7. L’obligation de quitter le territoire français en litige a été prise sur le fondement des dispositions du 4° de l’article L. 611-1 du code de l’entrée et du séjour des étrangers et du droit d’asile, au motif qu’après un premier examen de sa demande d’asile, la demande de réexamen présentée par M. A… avait été rejetée pour irrecevabilité par l’Office français de protection des réfugiés et apatrides par une décision du 11 mai 2021 notifiée le 10 juin 2021, ainsi qu’il ressort de l’extrait du fichier « Telemofpra » produit par le préfet des Hauts-de-Seine. Par suite, en application des dispositions combinées du b) du 1° de l’article L. 542-2 et de l’article L. 611-1-4° précité du code de l’entrée et du séjour des étrangers et du droit d’asile, son droit au maintien sur le territoire français avait pris fin à la date à laquelle le préfet l’a obligé à quitter le territoire français, et ce même si le requérant a bien déposé, ainsi qu’il ressort des pièces du dossier, un recours devant la cour nationale du droit d’asile le 16 août 2021 contre cette décision de rejet prise par l’office français de protection des réfugiés et apatrides ainsi que l’a précisé le premier juge. Le moyen tiré de ce que le requérant ne pouvait faire l’objet d’une obligation de quitter le territoire ne peut donc qu’être de nouveau écarté.

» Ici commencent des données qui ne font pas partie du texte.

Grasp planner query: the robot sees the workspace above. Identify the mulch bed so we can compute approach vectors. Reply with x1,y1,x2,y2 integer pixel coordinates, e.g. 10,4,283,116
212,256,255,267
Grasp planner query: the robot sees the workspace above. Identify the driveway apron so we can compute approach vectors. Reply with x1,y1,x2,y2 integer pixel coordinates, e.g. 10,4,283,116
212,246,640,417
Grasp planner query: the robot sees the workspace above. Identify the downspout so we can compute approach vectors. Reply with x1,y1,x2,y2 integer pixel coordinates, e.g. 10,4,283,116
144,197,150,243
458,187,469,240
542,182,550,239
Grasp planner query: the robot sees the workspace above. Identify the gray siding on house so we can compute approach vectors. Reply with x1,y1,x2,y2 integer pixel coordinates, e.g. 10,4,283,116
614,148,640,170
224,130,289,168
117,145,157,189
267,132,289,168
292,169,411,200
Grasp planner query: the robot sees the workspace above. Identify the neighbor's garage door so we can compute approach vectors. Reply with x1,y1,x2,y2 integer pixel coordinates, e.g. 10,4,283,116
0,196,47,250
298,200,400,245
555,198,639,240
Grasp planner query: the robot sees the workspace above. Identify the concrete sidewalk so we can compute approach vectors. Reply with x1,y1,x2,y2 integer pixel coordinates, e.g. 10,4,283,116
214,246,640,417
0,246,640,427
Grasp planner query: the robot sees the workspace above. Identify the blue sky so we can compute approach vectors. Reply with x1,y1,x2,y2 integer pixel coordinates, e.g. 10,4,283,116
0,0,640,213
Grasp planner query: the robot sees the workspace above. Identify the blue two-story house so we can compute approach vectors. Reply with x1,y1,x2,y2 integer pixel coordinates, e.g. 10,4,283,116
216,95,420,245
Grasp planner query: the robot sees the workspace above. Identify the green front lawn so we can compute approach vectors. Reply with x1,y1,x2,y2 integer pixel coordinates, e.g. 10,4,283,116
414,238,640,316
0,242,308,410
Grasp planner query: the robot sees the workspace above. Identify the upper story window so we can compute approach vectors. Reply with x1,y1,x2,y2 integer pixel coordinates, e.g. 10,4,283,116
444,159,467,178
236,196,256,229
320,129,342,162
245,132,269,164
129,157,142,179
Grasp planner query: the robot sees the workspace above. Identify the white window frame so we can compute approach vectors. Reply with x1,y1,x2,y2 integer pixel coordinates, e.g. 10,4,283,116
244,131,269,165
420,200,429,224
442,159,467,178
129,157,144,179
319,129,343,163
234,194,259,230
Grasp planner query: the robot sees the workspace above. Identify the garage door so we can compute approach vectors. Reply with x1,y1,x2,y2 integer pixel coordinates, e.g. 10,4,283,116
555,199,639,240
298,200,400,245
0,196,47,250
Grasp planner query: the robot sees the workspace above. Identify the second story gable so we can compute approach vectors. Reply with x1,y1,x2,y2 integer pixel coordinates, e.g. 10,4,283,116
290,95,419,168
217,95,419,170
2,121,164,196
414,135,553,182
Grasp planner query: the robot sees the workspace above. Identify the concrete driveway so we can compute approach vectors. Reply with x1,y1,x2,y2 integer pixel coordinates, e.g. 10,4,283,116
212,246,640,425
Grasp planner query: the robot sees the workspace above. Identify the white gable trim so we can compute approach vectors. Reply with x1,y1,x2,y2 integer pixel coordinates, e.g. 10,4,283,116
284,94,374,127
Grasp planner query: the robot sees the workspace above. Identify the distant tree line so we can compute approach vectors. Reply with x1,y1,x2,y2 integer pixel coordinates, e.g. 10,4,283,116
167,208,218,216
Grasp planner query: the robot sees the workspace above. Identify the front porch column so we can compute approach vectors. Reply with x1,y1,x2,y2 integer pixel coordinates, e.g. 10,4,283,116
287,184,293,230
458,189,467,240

8. En deuxième lieu, la décision attaquée, après avoir visé les articles du code de l’entrée et du séjour des étrangers et du droit d’asile sur lesquels elle se fonde, précise que M. A… a déposé une première demande d’asile qui a été rejetée par une décision de l’office français de protection des réfugiés et apatrides du 16 décembre 2011, notifiée le 26 novembre 2011, confirmée par une décision de la cour nationale du droit d’asile du 30 janvier 2013, notifiée le 13 février 2013, suivie d’une demande de réexamen qui a également fait l’objet d’un rejet pour irrecevabilité par décision de l’office français de protection des réfugiés et apatrides du 11 mai 2021, décision que M. A… a contestée devant la cour nationale du droit d’aile par un recours dépourvu de caractère suspensif. Elle précise également que M. A… est célibataire et sans enfant. La décision est ainsi suffisamment motivée.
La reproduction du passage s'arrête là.